In between ceremonial appearances she had, for the first time since Aristo’s marriage, come back to Greece to stay with Perry Embiricos at Tragonisi, his private island in the Aegean. Tragonisi belonged to the Petalii group of islands on which various members of the Embiricos shipping family were scattered. Maria had met Perry through Onassis early on in their relationship. Now in his fifties, never married and a great music lover, Perry Embiricos spent a large part of the year on the island. It was kept in perfect order, with its beautiful main house, a ravishing garden and two cottages for his guests. Pasolini joined them for a few days, as did Constantine Gratsos and his wife Anastasia. Gratsos had been a friend of Aristo since the Argentinian days and his partner in the whaling business. He and Anastasia were the two people from Onassis’ immediate entourage who stayed closest to Maria after the breakup. Maria had also invited Nadia Stancioff. “I can’t afford it right now,” Nadia had said, whereupon Maria sent her a ticket to Athens and was waiting for her at the airport so that they could fly by helicopter to Tragonisi.
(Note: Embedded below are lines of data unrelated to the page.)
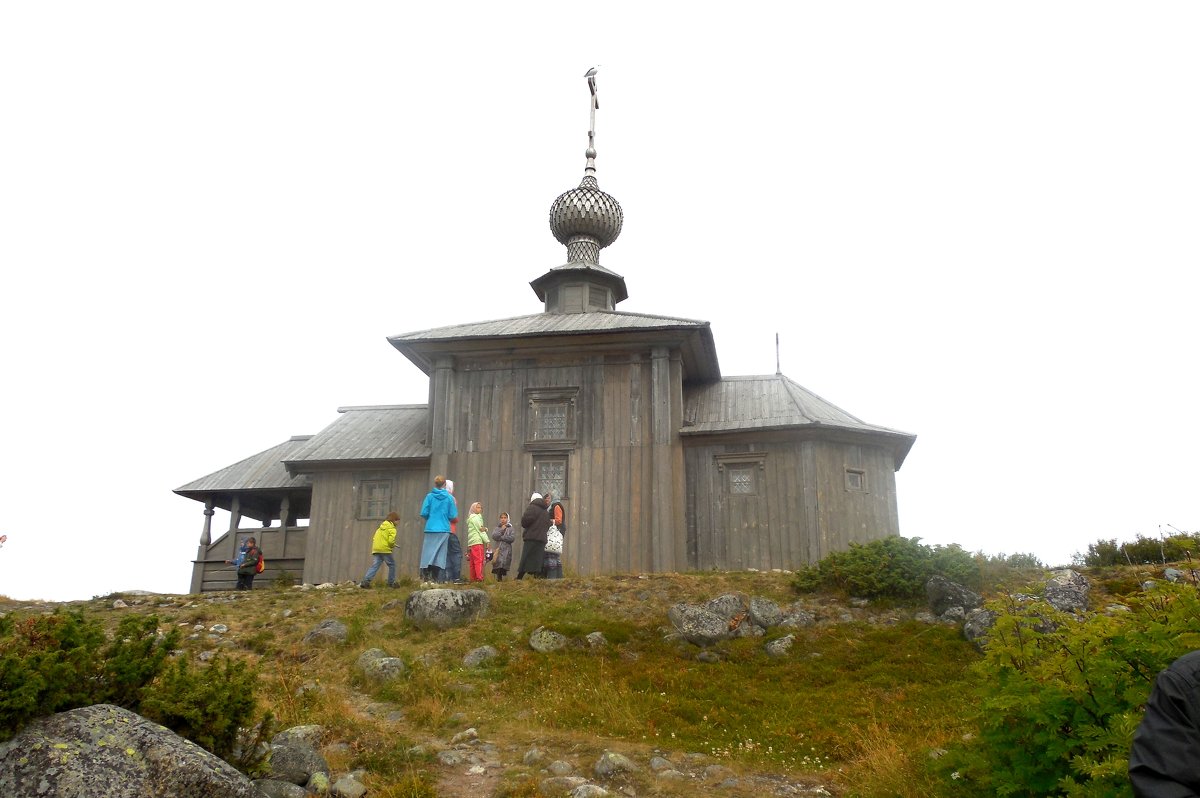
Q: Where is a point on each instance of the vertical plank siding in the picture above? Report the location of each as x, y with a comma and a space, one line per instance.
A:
802, 511
611, 501
640, 496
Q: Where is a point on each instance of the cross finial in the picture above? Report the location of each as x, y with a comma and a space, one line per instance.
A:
591, 168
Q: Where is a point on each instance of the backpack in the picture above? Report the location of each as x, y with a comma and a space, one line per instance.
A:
553, 540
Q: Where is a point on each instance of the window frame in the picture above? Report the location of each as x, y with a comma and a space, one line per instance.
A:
861, 474
537, 401
543, 457
737, 461
361, 509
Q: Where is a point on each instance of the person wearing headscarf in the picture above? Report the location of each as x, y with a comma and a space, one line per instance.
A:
438, 511
454, 551
503, 535
381, 551
534, 525
552, 562
477, 541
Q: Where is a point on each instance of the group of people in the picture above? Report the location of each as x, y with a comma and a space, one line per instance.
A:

They spent hours lying on the beach, talking. “She seemed obsessed by death at the time,” Nadia remembers. “In an instinctive, almost primitive, way, she believed in reincarnation. ‘I wonder what I’ll be when I come back,’ she said once. ‘I don’t want to be buried,’ she told me at another time: ‘I want to be burned, I don’t want to become a worm.’ Like many Greeks she was superstitious about preparing a will, as if writing things down brought bad luck.”

They all met at mealtimes, and after dinner they would play cards or listen to music; but most of Maria’s day was spent in the water, swimming, fishing underwater and coming up with shells, strangely shaped stones, the odd piece of antiquity like an urn and once even a small fish. She had a hard, peasant skin that tanned marvelously, and with her tan and her long hair pulled straight back, she looked confident, strong and free. She may have hated all sports, and even disliked walking, but she was a passionate swimmer. The sea was always a joy for Maria, bringing out the child in her, and with it all her optimism.

In that expansive mood, on her name day, August 15, she received a surprise visit. Onassis flew in by helicopter, kissed her on the lips under her big beach umbrella, put a pair of hundred-year-old earrings on her ears, kissed Djedda, the poodle he had given her, was photographed doing all these things and flew out again. All was once again forgiven. The Greek bearing kisses and gifts had wiped his record clean—until the next time. Maria was becoming more and more resigned to the fact that their relationship, however unsatisfying and even humiliating to her, still remained the most important thing in her life. So although many hopes had died, others still flickered, and there was in any case the precious knowledge, which time only confirmed, that she was his greatest friend. Whatever happened, she would be there; and whatever happened, and many things did, she was.